Polio is irrelevant in most of the world. Once the terror of many childhoods, for most people it exists only as a name on a vaccine. It’s an infectious viral disease that causes fever, fatigue, headache, vomiting – and sometimes paralysis and death. There is no cure, but it is vaccine-preventable. In fact, since 1988, the polio vaccine has decreased the number of cases by 99% – from about 350,000 cases to 359.
Every country in the world but Pakistan and Afghanistan has managed to interrupt polio transmission through vaccinating for the disease. Getting all the way to zero, however, has been a tremendous challenge. Some countries have interrupted transmission only to see it briefly return. Tajikistan had a polio outbreak in 2010 after being polio-free for eight years. Ukraine saw two polio cases in 2010 when the war interrupted vaccine schedules.
Polio is a tricky vaccine. If your coverage isn’t nearly perfect, the oral vaccine itself can cause polio. In a tiny number of people, it leads to vaccine-associated paralytic polio, paralysis that results from the polio vaccine. It can also cause circulating vaccine-derived polioviruses – actual infectious cases of polio that result from the vaccine. They don’t infect people who have been vaccinated for polio, but they are dangerous to people who have not.
As we push down the numbers of people infected by polio through vaccination, the vaccination itself because responsible for a large percentage of overall cases. In 1988, when 350,000 people had polio, the hundred people or so who got it from the vaccine weren’t a major factor in decision-making. Now that only 350 are infected, the cases caused by vaccines are a major part of our polio problem.
The Switch
That’s why, over the month of April, the entire world is switching from trivalent oral polio vaccine – which protects against three kinds of polio – to bivalent oral polio vaccine, which only protects against two kinds. It’s a sign that we’re making progress in wiping polio off the planet. It’s also a global health milestone; making the switch requires logistically complex implementation in every country of the world.

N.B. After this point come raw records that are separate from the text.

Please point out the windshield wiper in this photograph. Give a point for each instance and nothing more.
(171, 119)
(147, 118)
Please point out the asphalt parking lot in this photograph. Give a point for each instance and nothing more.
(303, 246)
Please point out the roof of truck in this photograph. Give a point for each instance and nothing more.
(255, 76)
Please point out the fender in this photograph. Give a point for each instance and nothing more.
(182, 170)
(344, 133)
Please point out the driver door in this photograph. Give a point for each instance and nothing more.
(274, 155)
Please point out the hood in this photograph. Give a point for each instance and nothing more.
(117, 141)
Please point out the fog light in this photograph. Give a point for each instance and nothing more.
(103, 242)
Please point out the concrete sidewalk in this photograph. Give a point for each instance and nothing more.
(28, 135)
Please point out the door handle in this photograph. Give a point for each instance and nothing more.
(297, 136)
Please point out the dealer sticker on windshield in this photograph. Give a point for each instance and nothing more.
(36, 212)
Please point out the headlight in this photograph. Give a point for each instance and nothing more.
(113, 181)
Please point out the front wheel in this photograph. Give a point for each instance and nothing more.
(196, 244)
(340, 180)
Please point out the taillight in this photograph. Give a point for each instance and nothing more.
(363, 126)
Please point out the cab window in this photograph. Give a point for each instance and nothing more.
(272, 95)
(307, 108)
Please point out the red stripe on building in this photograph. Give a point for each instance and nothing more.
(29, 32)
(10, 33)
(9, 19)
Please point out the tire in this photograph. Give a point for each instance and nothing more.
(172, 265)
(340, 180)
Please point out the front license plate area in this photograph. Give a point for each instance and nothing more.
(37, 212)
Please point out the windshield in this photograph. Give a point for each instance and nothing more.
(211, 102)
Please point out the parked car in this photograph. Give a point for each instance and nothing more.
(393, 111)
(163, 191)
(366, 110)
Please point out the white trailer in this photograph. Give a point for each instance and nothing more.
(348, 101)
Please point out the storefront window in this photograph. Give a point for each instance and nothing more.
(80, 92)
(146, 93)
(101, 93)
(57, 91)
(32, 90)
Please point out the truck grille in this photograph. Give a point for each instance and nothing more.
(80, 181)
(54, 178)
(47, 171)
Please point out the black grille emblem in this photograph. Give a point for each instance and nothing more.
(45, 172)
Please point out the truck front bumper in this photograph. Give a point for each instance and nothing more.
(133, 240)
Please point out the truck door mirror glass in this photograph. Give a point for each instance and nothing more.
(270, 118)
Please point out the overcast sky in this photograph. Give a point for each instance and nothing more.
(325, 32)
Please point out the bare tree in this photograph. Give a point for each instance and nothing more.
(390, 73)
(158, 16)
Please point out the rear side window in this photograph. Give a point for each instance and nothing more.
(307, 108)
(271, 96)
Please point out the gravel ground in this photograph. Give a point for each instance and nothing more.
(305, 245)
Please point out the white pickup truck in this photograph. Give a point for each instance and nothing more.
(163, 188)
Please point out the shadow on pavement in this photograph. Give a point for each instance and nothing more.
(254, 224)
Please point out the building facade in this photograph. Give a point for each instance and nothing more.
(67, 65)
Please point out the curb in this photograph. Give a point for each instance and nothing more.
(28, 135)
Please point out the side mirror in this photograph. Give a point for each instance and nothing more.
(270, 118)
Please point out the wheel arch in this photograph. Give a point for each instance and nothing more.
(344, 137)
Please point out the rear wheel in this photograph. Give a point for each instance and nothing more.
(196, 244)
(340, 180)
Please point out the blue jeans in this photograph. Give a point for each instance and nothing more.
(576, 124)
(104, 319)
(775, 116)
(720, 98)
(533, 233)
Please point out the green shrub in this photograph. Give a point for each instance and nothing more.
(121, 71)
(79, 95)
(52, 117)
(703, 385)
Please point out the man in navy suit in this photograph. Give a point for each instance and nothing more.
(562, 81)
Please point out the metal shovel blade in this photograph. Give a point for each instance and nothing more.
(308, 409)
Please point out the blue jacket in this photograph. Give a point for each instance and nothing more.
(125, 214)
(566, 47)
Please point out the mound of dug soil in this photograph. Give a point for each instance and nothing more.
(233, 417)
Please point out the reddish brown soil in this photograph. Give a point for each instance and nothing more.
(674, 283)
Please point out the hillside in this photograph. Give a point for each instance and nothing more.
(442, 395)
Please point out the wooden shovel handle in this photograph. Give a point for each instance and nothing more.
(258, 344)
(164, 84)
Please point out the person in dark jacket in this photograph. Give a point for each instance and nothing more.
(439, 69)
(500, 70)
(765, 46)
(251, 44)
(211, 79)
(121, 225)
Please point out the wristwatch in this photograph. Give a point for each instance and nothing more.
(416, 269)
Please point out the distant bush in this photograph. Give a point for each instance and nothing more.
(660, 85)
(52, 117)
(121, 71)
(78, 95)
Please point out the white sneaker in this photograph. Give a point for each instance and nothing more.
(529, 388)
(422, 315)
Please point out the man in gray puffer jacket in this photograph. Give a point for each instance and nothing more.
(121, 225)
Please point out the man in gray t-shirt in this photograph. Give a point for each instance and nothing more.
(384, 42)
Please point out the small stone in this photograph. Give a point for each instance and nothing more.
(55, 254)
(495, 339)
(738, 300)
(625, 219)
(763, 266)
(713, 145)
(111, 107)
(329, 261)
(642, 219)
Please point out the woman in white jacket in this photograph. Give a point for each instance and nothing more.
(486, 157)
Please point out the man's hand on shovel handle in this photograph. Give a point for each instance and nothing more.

The reasons we’re switching are exciting. One of the three kinds of polio virus – type 2 – was eradicated in 1999. After seven years, we can be confident it’s really gone. Vaccinating for type 2 when type 2 isn’t out there any more carries risks. The vaccine for virus type 2 was responsible for a lot of the cases of vaccine-related polio – 90% of circulating vaccine-derived polioviruses cases, and approximately 40% of vaccine-associated paralytic polio. Dropping the vaccine for virus type 2 will make polio vaccination safer for everyone.
Now comes the switch process. As the WHO puts it, “All health facilities in every country must stop using trivalent polio vaccine on one day within the 2-week switch period from 18 April to 1 May. Any remaining trivalent polio vaccine stock must be collected and destroyed according to national guidance.” Every health facility, everywhere. It takes a lot of coordination; WHO and national governments have been planning this process for a year.
The reason we’re switching now is mostly about data. Better data has taught us a lot about polio vaccination. The WHO was able to determine that that a bivalent vaccine is actually more effective against types 1 and 3 than a trivalent vaccine. The bivalent vaccine only became available a few years ago, so it took time to collect the data to figure this out. The switch is taking place in April because April is the low season for polio virus infection, another thing we’ve learned because of better global health data collection and analysis.